There’s two positives in this film: it only runs for an hour and barely outstays its welcome, and secondly, I love movies with midgets in them. This is no secret. But an entire movie where our little helium-voiced varmints drink beer, strut around in cowboy hats and shoot each other? Like a monkey smoking a cigar, it doesn’t get much funnier than this. I may be forced to eat those words one day, but I will almost certainly have a two-foot-nine army of darkness to defend me. Lsdies and gentlemen, boys and girls, midges and midgettes, please lower your seats a good two feet to get into the right headspace for what could be the only all-midget musical western in history, the 1938 Terror Of Tiny Town.

Chained For Life

USA 1951 b&w

Director Harry L. Fraser Writer Nat Tanchuck

Cast Violet Hilton (Vivian Hamilton), Daisy Hilton (Dorothy Hamilton), Mario Laval (Andre Pariseau), Allen Jenkins (Hinkley)

And now to the tale of the original Hilton Sisters, Violet and Daisy, who despite being conjoined at the back, managed to lead quite scandalous lives. Born to a barmaid in 1908 and raised by the midwife who delivered them, the Hiltons were dragged around the sideshow circuit, and were paid very little if at all for having their uniqueness exploited. Within a year of divorcing themselves from their surrogate mother, the Hiltons landed a prominent part (or parts) in the 1932 film Freaks, and from then on stayed more or less in the public eye. From Violet’s very public sham marriage at the Dallas Cotton Bowl in 1936, to learning hypnosis from Harry Houdini so they could pretend to be alone, and to a Broadway musical called Sideshow, the Siamese Twins managed to pack more into their troubled years than most oakies wouldn’t dream of. Amazingly they lived to the ripe age of 60, though sadly by then in poverty and complete obscurity; their bodies were discovered in their apartment after not showing up for work.

Chained For Life from 1951 is yet another shabby attempt to exploit their “otherness”. Taking elements from their vaudeville careers and private affairs, this poverty row production cobbles together the story of the Hamilton sisters, freakshow stage performers who plan a mock marriage to help along their careers. Stage sharpshooter Andre is picked for Daisy, who at one point imagines herself free and unfettered from the confines of her sister - a poignant moment and tastefully done, I might add. Andre, it seems, is an unrepentant gigolo and unbenownst to Daisy, sister Violet takes it upon herself to teach him a lesson. With a smoking pistol. On trial for murder, the moral dilemma is this: by sentencing Violet, you condemn the innocent Daisy.
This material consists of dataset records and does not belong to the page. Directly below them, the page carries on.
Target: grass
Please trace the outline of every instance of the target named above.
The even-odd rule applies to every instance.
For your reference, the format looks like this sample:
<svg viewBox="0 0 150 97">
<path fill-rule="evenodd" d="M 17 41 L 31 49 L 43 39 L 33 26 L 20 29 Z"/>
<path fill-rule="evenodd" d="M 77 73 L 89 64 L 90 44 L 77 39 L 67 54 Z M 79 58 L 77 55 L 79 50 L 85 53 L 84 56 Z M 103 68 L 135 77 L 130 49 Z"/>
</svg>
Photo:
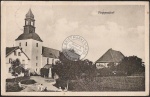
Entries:
<svg viewBox="0 0 150 97">
<path fill-rule="evenodd" d="M 70 82 L 71 91 L 145 91 L 145 77 L 96 77 L 93 81 Z"/>
</svg>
And thus signals an endless series of courtroom palava sandwiched between vaudeville nonsense and the one-dimensional performance of the Hiltons, nice singing voices aside. It seems the freak shows were long gone, but cinematic freak shows will never die, if the careers of Anna Nicole Smith and Winona Ryder are any indication. Still, Chained For Life is a compulsively awful viewing experience, and its multi-layered exploitative approach only heightens its sleaziness. Time to peer into the damaged existence of the first Hilton human car-wreck combos, with the 1951 Chained For Life.